In the present work, the oxidation of acetaminophen in the absence and presence of eflornithine was electrochemically investigated by means of cyclic voltammetry at a glassy carbon electrode (GCE). Our results indicate that N‐acetyl‐p‐benzoquinone imine (NAPQI) produced from two‐electron electrochemical oxidation of acetaminophen participates in a Michael addition reaction with eflornithine via an ECE mechanism. This fact was used for the determination of eflornithine using differential pulse voltammetry (DPV) technique on the surface of β‐Cyclodextrin modified glassy carbon (β‐CD/GC) electrode. β‐CD/GC electrode was prepared through an electrodeposition procedure and characterized by Fourier‐transform infrared spectroscopy (FT‐IR), Cyclic Voltammetry (CV), Field Emission Scanning Electron Microscopy (FESEM) and Energy‐dispersive X‐ray spectroscopy (EDS) techniques.
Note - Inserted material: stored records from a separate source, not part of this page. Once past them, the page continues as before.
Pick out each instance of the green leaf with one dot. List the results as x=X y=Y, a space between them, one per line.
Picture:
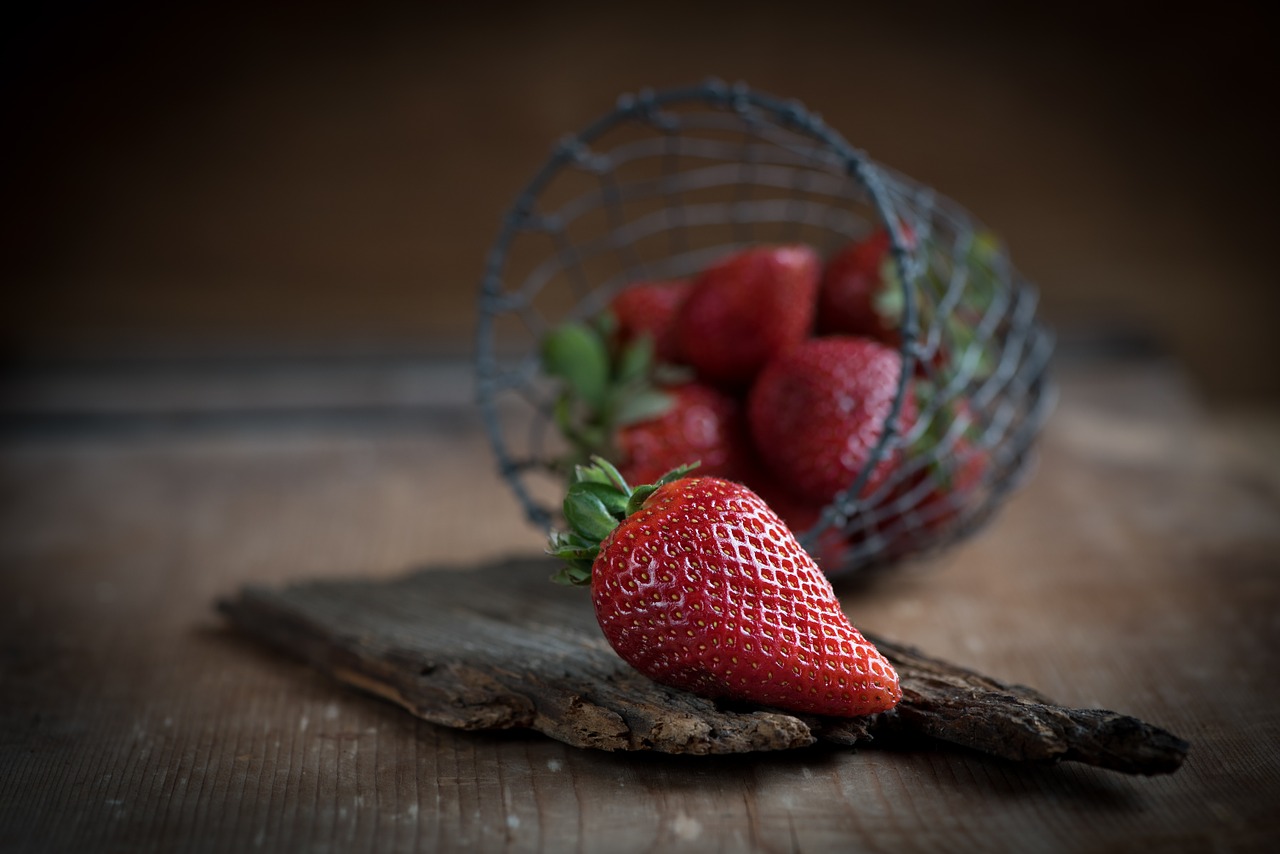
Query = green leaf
x=639 y=496
x=641 y=493
x=641 y=406
x=576 y=354
x=615 y=502
x=888 y=300
x=588 y=515
x=611 y=470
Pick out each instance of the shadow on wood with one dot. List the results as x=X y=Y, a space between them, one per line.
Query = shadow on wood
x=499 y=647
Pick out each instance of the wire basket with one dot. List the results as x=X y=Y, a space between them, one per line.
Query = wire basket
x=672 y=181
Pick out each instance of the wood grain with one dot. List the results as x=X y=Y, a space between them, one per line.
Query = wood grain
x=501 y=647
x=1138 y=571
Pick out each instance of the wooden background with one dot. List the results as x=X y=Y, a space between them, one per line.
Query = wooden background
x=220 y=179
x=1138 y=571
x=240 y=250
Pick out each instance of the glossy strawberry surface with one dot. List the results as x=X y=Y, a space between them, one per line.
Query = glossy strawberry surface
x=702 y=425
x=649 y=309
x=818 y=411
x=746 y=309
x=704 y=588
x=850 y=290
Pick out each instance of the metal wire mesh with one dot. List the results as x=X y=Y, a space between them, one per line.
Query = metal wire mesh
x=672 y=181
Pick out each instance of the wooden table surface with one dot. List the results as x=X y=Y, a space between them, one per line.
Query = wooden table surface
x=1137 y=571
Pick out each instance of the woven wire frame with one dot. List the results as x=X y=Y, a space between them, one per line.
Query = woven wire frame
x=670 y=182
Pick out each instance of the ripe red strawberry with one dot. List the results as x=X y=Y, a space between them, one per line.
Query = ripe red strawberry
x=746 y=309
x=649 y=307
x=849 y=298
x=818 y=411
x=702 y=424
x=831 y=551
x=699 y=585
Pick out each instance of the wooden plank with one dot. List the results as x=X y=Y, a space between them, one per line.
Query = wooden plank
x=502 y=647
x=1139 y=570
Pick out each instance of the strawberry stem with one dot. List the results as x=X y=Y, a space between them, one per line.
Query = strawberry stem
x=597 y=501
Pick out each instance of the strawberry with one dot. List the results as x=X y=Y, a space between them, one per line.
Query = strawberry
x=746 y=309
x=831 y=551
x=850 y=297
x=702 y=423
x=699 y=585
x=649 y=309
x=817 y=412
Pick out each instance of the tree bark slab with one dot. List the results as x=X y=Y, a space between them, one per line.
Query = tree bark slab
x=501 y=647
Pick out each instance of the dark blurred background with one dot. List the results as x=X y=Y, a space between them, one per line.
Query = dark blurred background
x=315 y=181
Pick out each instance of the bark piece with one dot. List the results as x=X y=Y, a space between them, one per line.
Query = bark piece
x=501 y=647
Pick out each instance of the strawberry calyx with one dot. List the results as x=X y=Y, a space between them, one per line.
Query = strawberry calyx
x=604 y=384
x=968 y=356
x=598 y=498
Under optimum conditions, the β‐CD/GC electrode showed a good linearity as a function of the eflornithine concentration over the range from 5 to 100 μM with detection limit and quantification limit of 1.94 and 5.8 μM, respectively. Finally, the proposed protocol was confirmed to be successful in determination of eflornithine in human urine samples with good recovery, ranging from 97.2 % to 104.8 %.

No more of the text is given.